Le texte de cette page a été corrigé et est conforme au fac-similé.
32
LA PATRIE.

rivaux, Marguerite d’Anjou, Richard de Glocester. Dans cette pensée, il a exagéré le rôle de l’un, comme il a exalté le rôle de l’autre. L’indomptable énergie qui anime celle-là pour la cause de la Rose Rouge, stimule celui-ci en faveur de la Rose Blanche. Des deux parts même activité, même émulation, même acharnement. Ainsi que Marguerite, Richard est le chef de son parti. En même temps que Marguerite donne le mot d’ordre à la résistance, Richard donne le signal de l’attaque. La guerre des Deux Roses n’est qu’un long duel entre ces deux forces contraires.

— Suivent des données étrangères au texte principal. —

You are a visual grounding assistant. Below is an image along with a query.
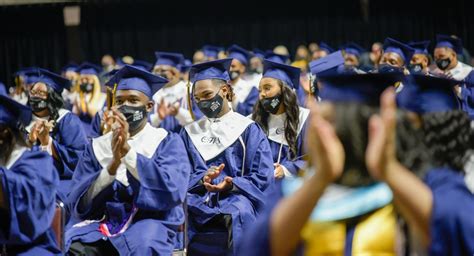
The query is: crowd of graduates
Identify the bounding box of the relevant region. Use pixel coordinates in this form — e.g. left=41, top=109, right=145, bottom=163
left=0, top=35, right=474, bottom=255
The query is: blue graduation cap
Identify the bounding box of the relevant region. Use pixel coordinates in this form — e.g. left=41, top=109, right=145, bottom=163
left=265, top=50, right=290, bottom=64
left=189, top=58, right=232, bottom=84
left=0, top=82, right=8, bottom=96
left=252, top=48, right=265, bottom=60
left=227, top=44, right=252, bottom=66
left=13, top=67, right=39, bottom=84
left=77, top=62, right=101, bottom=76
left=309, top=51, right=344, bottom=76
left=155, top=52, right=184, bottom=70
left=106, top=65, right=168, bottom=99
left=435, top=34, right=462, bottom=54
left=115, top=55, right=133, bottom=67
left=383, top=37, right=415, bottom=65
left=341, top=42, right=366, bottom=58
left=61, top=63, right=79, bottom=72
left=262, top=59, right=301, bottom=90
left=35, top=68, right=71, bottom=95
left=408, top=40, right=430, bottom=56
left=318, top=73, right=404, bottom=106
left=202, top=44, right=224, bottom=59
left=181, top=59, right=193, bottom=73
left=132, top=60, right=153, bottom=71
left=397, top=74, right=461, bottom=114
left=0, top=95, right=32, bottom=128
left=319, top=41, right=334, bottom=54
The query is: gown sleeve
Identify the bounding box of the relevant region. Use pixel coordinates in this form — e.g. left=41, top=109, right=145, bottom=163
left=0, top=151, right=59, bottom=244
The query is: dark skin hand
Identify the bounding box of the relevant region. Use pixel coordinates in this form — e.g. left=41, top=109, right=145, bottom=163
left=107, top=90, right=153, bottom=176
left=202, top=164, right=233, bottom=192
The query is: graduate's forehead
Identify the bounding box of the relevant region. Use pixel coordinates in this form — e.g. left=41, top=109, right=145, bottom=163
left=259, top=77, right=278, bottom=87
left=194, top=79, right=219, bottom=94
left=115, top=90, right=148, bottom=100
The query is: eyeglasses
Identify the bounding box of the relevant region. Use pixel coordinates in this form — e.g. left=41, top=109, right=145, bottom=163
left=30, top=90, right=48, bottom=97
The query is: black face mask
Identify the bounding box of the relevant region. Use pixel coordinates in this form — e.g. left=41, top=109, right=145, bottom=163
left=118, top=105, right=147, bottom=132
left=28, top=97, right=48, bottom=112
left=260, top=94, right=281, bottom=114
left=408, top=63, right=423, bottom=74
left=81, top=83, right=94, bottom=92
left=250, top=67, right=263, bottom=74
left=436, top=58, right=451, bottom=70
left=229, top=71, right=240, bottom=80
left=197, top=91, right=224, bottom=118
left=378, top=64, right=403, bottom=73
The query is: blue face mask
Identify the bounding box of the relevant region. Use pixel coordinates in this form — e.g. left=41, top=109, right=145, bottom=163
left=197, top=90, right=224, bottom=118
left=378, top=64, right=403, bottom=73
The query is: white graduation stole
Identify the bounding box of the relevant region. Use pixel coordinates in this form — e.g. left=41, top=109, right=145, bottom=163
left=449, top=61, right=472, bottom=81
left=268, top=107, right=309, bottom=146
left=232, top=78, right=254, bottom=103
left=184, top=111, right=253, bottom=161
left=92, top=123, right=168, bottom=186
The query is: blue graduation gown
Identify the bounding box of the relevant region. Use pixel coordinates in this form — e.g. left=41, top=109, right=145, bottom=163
left=89, top=110, right=104, bottom=138
left=238, top=179, right=284, bottom=256
left=51, top=112, right=88, bottom=202
left=461, top=71, right=474, bottom=120
left=66, top=133, right=190, bottom=255
left=425, top=168, right=474, bottom=255
left=0, top=150, right=60, bottom=255
left=235, top=87, right=258, bottom=116
left=181, top=123, right=274, bottom=255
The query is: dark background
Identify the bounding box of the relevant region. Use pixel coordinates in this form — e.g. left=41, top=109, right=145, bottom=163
left=0, top=0, right=474, bottom=85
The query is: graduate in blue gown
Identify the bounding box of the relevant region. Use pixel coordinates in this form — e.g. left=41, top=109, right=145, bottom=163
left=0, top=95, right=60, bottom=255
left=252, top=59, right=309, bottom=178
left=181, top=59, right=274, bottom=255
left=396, top=75, right=474, bottom=255
left=433, top=35, right=474, bottom=119
left=66, top=65, right=190, bottom=255
left=26, top=69, right=88, bottom=201
left=72, top=62, right=107, bottom=137
left=227, top=45, right=258, bottom=116
left=150, top=52, right=200, bottom=133
left=240, top=61, right=412, bottom=255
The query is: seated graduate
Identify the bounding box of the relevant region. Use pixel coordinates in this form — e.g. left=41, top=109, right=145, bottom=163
left=26, top=69, right=88, bottom=202
left=150, top=52, right=201, bottom=133
left=0, top=95, right=61, bottom=255
left=240, top=64, right=430, bottom=255
left=408, top=41, right=431, bottom=74
left=181, top=59, right=274, bottom=255
left=227, top=45, right=258, bottom=116
left=382, top=75, right=474, bottom=255
left=252, top=60, right=309, bottom=178
left=66, top=65, right=190, bottom=255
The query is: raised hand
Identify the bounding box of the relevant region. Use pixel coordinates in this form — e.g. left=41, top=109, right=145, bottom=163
left=273, top=163, right=285, bottom=179
left=204, top=176, right=233, bottom=192
left=202, top=164, right=225, bottom=183
left=306, top=100, right=345, bottom=184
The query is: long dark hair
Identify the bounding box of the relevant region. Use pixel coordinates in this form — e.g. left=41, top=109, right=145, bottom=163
left=252, top=79, right=300, bottom=159
left=28, top=84, right=64, bottom=133
left=422, top=110, right=474, bottom=172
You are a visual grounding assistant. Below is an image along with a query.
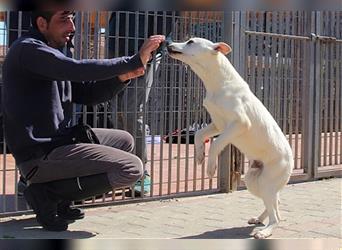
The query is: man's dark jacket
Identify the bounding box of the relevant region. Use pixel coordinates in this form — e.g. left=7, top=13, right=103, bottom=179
left=2, top=29, right=143, bottom=164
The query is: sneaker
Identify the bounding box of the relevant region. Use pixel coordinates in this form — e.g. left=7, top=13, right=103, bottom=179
left=24, top=183, right=68, bottom=231
left=17, top=176, right=27, bottom=196
left=57, top=201, right=84, bottom=221
left=134, top=170, right=151, bottom=195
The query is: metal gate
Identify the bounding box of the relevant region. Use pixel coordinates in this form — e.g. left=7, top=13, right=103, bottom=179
left=227, top=11, right=342, bottom=188
left=0, top=11, right=342, bottom=216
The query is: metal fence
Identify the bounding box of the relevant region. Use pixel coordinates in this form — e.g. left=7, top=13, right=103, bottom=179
left=0, top=11, right=342, bottom=215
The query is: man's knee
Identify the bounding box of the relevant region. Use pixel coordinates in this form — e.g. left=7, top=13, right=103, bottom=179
left=108, top=155, right=143, bottom=188
left=120, top=130, right=135, bottom=153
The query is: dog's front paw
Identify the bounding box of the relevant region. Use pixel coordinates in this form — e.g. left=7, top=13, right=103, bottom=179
left=254, top=228, right=272, bottom=239
left=248, top=218, right=263, bottom=225
left=196, top=143, right=205, bottom=165
left=207, top=157, right=217, bottom=179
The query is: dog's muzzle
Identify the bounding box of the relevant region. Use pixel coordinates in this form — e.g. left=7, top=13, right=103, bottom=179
left=166, top=44, right=182, bottom=54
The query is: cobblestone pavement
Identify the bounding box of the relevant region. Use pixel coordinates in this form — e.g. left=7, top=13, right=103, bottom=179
left=0, top=178, right=342, bottom=239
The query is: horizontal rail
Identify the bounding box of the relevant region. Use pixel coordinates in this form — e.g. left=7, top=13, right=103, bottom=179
left=245, top=30, right=312, bottom=40
left=245, top=30, right=342, bottom=43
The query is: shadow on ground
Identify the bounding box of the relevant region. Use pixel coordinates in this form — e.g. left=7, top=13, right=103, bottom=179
left=0, top=218, right=96, bottom=239
left=180, top=226, right=256, bottom=239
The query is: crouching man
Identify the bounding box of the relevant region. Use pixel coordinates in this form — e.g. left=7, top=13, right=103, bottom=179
left=2, top=11, right=165, bottom=231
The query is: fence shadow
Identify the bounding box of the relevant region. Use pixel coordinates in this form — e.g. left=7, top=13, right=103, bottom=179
left=0, top=218, right=96, bottom=239
left=180, top=226, right=256, bottom=239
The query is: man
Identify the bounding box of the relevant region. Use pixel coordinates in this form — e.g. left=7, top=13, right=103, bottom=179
left=2, top=11, right=165, bottom=231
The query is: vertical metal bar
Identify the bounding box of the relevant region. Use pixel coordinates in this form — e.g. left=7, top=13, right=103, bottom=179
left=337, top=43, right=342, bottom=163
left=218, top=11, right=233, bottom=192
left=328, top=11, right=336, bottom=166
left=309, top=12, right=323, bottom=178
left=249, top=11, right=257, bottom=94
left=333, top=12, right=342, bottom=165
left=176, top=66, right=183, bottom=194
left=269, top=11, right=278, bottom=118
left=159, top=15, right=166, bottom=196
left=167, top=13, right=177, bottom=194
left=239, top=11, right=248, bottom=78
left=263, top=11, right=271, bottom=110
left=335, top=43, right=342, bottom=164
left=322, top=42, right=329, bottom=166
left=287, top=37, right=300, bottom=159
left=294, top=38, right=300, bottom=169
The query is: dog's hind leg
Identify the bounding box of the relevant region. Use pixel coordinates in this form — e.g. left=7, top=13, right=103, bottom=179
left=195, top=123, right=219, bottom=165
left=248, top=209, right=267, bottom=225
left=207, top=119, right=250, bottom=178
left=254, top=193, right=279, bottom=239
left=275, top=193, right=281, bottom=221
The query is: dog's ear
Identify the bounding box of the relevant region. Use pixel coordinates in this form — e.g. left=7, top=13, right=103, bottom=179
left=214, top=42, right=232, bottom=55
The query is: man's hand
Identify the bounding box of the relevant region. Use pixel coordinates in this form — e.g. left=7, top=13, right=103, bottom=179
left=118, top=68, right=145, bottom=82
left=139, top=35, right=165, bottom=67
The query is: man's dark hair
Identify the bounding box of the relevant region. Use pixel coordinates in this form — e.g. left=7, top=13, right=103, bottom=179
left=31, top=10, right=75, bottom=29
left=31, top=10, right=57, bottom=29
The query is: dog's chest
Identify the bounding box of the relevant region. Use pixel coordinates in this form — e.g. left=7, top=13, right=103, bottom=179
left=203, top=96, right=229, bottom=131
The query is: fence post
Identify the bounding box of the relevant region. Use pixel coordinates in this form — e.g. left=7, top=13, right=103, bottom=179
left=218, top=11, right=234, bottom=193
left=302, top=12, right=321, bottom=179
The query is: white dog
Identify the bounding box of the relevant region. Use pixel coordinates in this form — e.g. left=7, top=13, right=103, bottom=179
left=167, top=38, right=294, bottom=238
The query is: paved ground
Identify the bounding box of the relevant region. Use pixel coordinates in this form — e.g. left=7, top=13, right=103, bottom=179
left=0, top=178, right=342, bottom=239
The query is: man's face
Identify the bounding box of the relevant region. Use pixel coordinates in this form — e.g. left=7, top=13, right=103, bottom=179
left=41, top=11, right=75, bottom=48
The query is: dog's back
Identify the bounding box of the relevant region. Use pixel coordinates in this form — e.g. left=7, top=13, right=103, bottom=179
left=168, top=38, right=294, bottom=238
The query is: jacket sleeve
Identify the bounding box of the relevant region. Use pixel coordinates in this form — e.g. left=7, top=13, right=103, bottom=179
left=20, top=40, right=143, bottom=82
left=71, top=77, right=129, bottom=105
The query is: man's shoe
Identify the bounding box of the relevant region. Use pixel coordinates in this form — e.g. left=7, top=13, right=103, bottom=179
left=24, top=183, right=68, bottom=231
left=17, top=176, right=27, bottom=196
left=57, top=200, right=84, bottom=221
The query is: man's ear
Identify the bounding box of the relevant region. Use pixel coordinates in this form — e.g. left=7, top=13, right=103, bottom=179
left=214, top=42, right=232, bottom=55
left=36, top=16, right=48, bottom=32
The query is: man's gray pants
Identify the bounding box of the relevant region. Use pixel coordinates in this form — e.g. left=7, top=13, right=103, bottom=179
left=18, top=128, right=143, bottom=188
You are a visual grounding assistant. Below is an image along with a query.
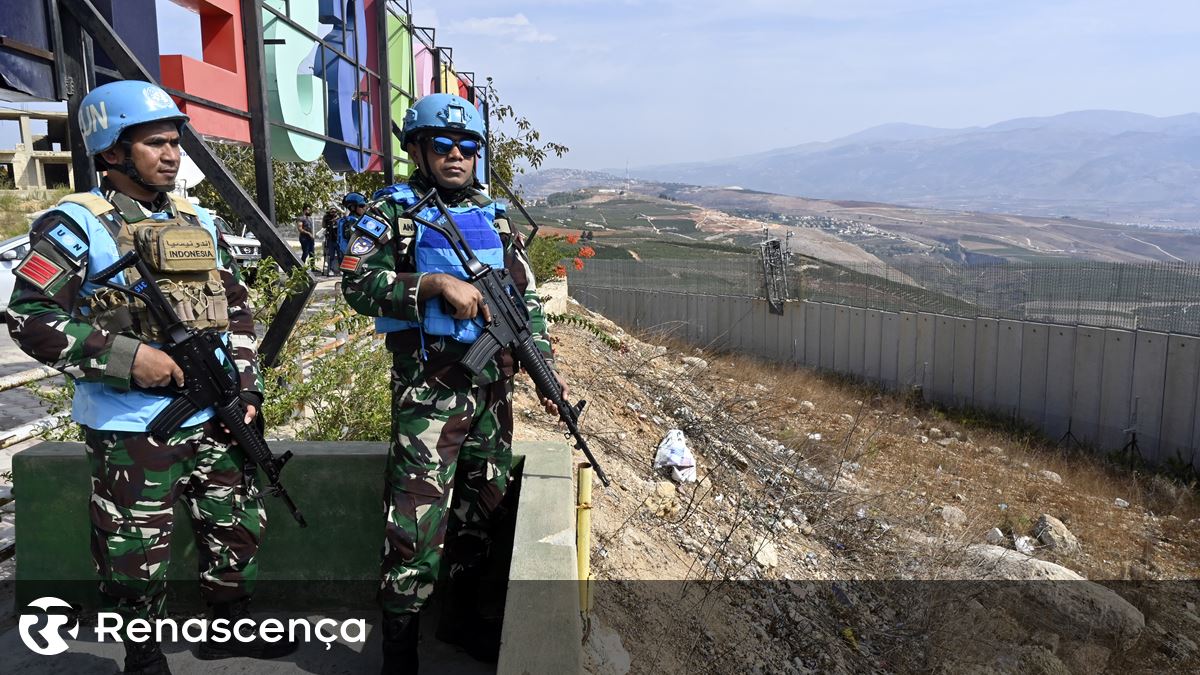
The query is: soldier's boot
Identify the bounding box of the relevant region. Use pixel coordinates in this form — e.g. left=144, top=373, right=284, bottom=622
left=197, top=597, right=299, bottom=661
left=379, top=611, right=421, bottom=675
left=121, top=639, right=170, bottom=675
left=436, top=572, right=504, bottom=663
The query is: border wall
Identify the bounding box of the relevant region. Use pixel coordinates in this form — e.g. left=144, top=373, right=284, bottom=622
left=570, top=284, right=1200, bottom=468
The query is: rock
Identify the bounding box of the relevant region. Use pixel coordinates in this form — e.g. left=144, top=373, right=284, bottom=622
left=754, top=539, right=779, bottom=569
left=1038, top=468, right=1062, bottom=483
left=966, top=544, right=1146, bottom=651
left=654, top=480, right=676, bottom=500
left=942, top=504, right=967, bottom=527
left=1033, top=513, right=1079, bottom=554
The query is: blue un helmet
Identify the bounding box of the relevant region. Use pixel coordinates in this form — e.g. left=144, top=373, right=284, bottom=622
left=79, top=79, right=188, bottom=156
left=400, top=94, right=487, bottom=147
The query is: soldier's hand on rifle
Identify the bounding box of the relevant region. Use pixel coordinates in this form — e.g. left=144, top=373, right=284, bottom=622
left=130, top=345, right=184, bottom=388
left=421, top=274, right=492, bottom=323
left=541, top=372, right=571, bottom=417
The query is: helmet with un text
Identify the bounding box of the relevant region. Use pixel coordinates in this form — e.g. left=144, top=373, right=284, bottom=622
left=400, top=94, right=487, bottom=145
left=79, top=79, right=188, bottom=156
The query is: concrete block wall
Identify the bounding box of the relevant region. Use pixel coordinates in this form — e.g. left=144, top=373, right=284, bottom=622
left=570, top=285, right=1200, bottom=467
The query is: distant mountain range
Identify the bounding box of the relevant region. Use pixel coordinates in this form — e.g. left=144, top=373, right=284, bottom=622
left=610, top=110, right=1200, bottom=225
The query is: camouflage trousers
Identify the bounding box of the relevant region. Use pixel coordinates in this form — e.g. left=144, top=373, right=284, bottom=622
left=84, top=419, right=266, bottom=623
left=379, top=371, right=512, bottom=614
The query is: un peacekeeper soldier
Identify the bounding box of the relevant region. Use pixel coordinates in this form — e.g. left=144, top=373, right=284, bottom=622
left=342, top=94, right=557, bottom=673
left=337, top=192, right=367, bottom=256
left=8, top=80, right=295, bottom=674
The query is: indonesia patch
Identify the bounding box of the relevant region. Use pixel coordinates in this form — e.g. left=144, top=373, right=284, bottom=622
left=350, top=237, right=374, bottom=256
left=13, top=251, right=66, bottom=291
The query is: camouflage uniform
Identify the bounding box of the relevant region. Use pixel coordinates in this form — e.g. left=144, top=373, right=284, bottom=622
left=342, top=180, right=553, bottom=614
left=8, top=183, right=266, bottom=620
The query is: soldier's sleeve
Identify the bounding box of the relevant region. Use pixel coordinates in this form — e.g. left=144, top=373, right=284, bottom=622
left=7, top=213, right=142, bottom=390
left=220, top=234, right=263, bottom=396
left=508, top=229, right=554, bottom=368
left=342, top=203, right=425, bottom=322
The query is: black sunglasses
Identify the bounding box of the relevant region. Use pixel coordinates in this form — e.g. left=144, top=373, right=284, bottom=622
left=430, top=136, right=482, bottom=160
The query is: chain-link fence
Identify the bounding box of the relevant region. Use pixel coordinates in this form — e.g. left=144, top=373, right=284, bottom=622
left=571, top=256, right=1200, bottom=335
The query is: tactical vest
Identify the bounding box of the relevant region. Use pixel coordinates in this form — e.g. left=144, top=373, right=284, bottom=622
left=50, top=190, right=229, bottom=431
left=56, top=187, right=229, bottom=342
left=376, top=185, right=504, bottom=344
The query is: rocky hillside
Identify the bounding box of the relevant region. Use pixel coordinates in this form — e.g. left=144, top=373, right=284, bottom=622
left=516, top=284, right=1200, bottom=673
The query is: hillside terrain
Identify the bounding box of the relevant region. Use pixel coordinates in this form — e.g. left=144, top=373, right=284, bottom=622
left=522, top=169, right=1200, bottom=263
left=631, top=110, right=1200, bottom=226
left=515, top=285, right=1200, bottom=673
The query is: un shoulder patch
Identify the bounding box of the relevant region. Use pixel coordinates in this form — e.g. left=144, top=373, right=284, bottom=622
left=354, top=214, right=388, bottom=239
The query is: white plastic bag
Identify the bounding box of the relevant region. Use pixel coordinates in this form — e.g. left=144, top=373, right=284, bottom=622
left=654, top=429, right=696, bottom=483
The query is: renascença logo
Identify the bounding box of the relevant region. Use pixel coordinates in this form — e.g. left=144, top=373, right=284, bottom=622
left=17, top=597, right=79, bottom=656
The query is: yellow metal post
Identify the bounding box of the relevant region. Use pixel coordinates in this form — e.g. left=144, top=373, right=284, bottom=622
left=575, top=461, right=592, bottom=614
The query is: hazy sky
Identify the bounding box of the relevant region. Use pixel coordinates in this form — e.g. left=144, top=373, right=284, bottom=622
left=9, top=0, right=1200, bottom=168
left=413, top=0, right=1200, bottom=168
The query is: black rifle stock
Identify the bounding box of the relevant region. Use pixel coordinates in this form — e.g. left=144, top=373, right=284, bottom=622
left=401, top=190, right=610, bottom=486
left=89, top=251, right=308, bottom=527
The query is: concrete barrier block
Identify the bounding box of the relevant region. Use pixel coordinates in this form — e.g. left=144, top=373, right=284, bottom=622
left=880, top=312, right=900, bottom=389
left=971, top=318, right=1000, bottom=411
left=1098, top=328, right=1136, bottom=450
left=994, top=319, right=1022, bottom=416
left=821, top=303, right=838, bottom=370
left=1132, top=330, right=1170, bottom=464
left=833, top=305, right=851, bottom=375
left=1043, top=325, right=1075, bottom=441
left=1018, top=322, right=1051, bottom=426
left=916, top=313, right=937, bottom=393
left=896, top=312, right=922, bottom=389
left=804, top=300, right=821, bottom=368
left=1070, top=325, right=1104, bottom=443
left=954, top=318, right=976, bottom=406
left=846, top=307, right=866, bottom=377
left=863, top=310, right=883, bottom=382
left=932, top=315, right=958, bottom=404
left=1162, top=335, right=1200, bottom=459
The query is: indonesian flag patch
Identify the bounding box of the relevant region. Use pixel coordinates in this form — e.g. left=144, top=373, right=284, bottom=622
left=13, top=251, right=67, bottom=291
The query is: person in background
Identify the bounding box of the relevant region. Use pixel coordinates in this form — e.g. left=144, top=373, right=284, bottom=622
left=296, top=204, right=317, bottom=263
left=7, top=80, right=296, bottom=675
left=320, top=207, right=342, bottom=276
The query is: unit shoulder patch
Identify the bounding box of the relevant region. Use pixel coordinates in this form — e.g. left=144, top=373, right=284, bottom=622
left=13, top=250, right=67, bottom=291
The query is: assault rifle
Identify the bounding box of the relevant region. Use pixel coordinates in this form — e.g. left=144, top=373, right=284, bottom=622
left=89, top=251, right=308, bottom=527
left=401, top=190, right=608, bottom=486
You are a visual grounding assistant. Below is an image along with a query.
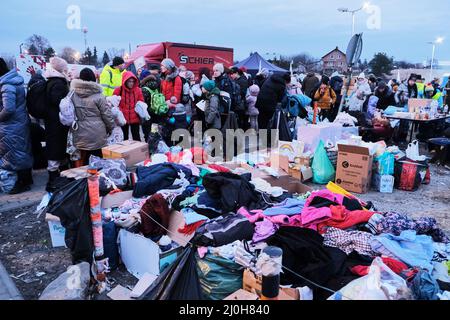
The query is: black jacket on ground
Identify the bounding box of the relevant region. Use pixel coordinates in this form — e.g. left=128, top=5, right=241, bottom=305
left=44, top=78, right=69, bottom=160
left=203, top=172, right=261, bottom=214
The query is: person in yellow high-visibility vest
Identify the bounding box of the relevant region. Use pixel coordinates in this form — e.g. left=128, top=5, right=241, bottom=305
left=100, top=57, right=125, bottom=97
left=416, top=74, right=425, bottom=99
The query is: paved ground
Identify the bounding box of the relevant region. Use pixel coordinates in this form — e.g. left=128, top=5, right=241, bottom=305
left=0, top=154, right=450, bottom=300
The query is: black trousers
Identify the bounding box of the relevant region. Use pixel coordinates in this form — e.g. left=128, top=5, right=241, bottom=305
left=122, top=124, right=141, bottom=141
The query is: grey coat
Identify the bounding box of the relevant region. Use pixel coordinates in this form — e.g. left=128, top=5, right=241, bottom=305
left=71, top=80, right=115, bottom=151
left=205, top=93, right=222, bottom=129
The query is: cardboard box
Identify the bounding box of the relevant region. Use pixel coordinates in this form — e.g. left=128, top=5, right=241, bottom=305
left=45, top=213, right=66, bottom=248
left=336, top=144, right=373, bottom=193
left=408, top=98, right=433, bottom=113
left=278, top=140, right=305, bottom=162
left=102, top=141, right=150, bottom=167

Shakespeare a dû sacrifier ici la vérité historique à la pensée dramatique. Historiquement, Richard n’a pas été le rival de Marguerite d’Anjou, à peine a-t-il été son contemporain ; il n’avait que trois ans, en 1455, quand fut livrée la première bataille de Saint-Albans, qui commença la guerre, et il n’avait que dix-neuf ans, en 1471, quand eut lieu la bataille de Wakefield, qui la termina. Le poëte a donc fait violence à l’histoire, quand, antidatant l’acte de naissance de son personnage, il nous l’a montré, dans cette première bataille de Saint-Albans, tuant de sa propre main Somerset, général en chef lancastrien, puis, en 1461, à la bataille de Towton, vengeant Rutland assassiné sur l’assassin Clifford ; enfin, en 1470, délivrant son frère Édouard IV, prisonnier de l’évêque d’York.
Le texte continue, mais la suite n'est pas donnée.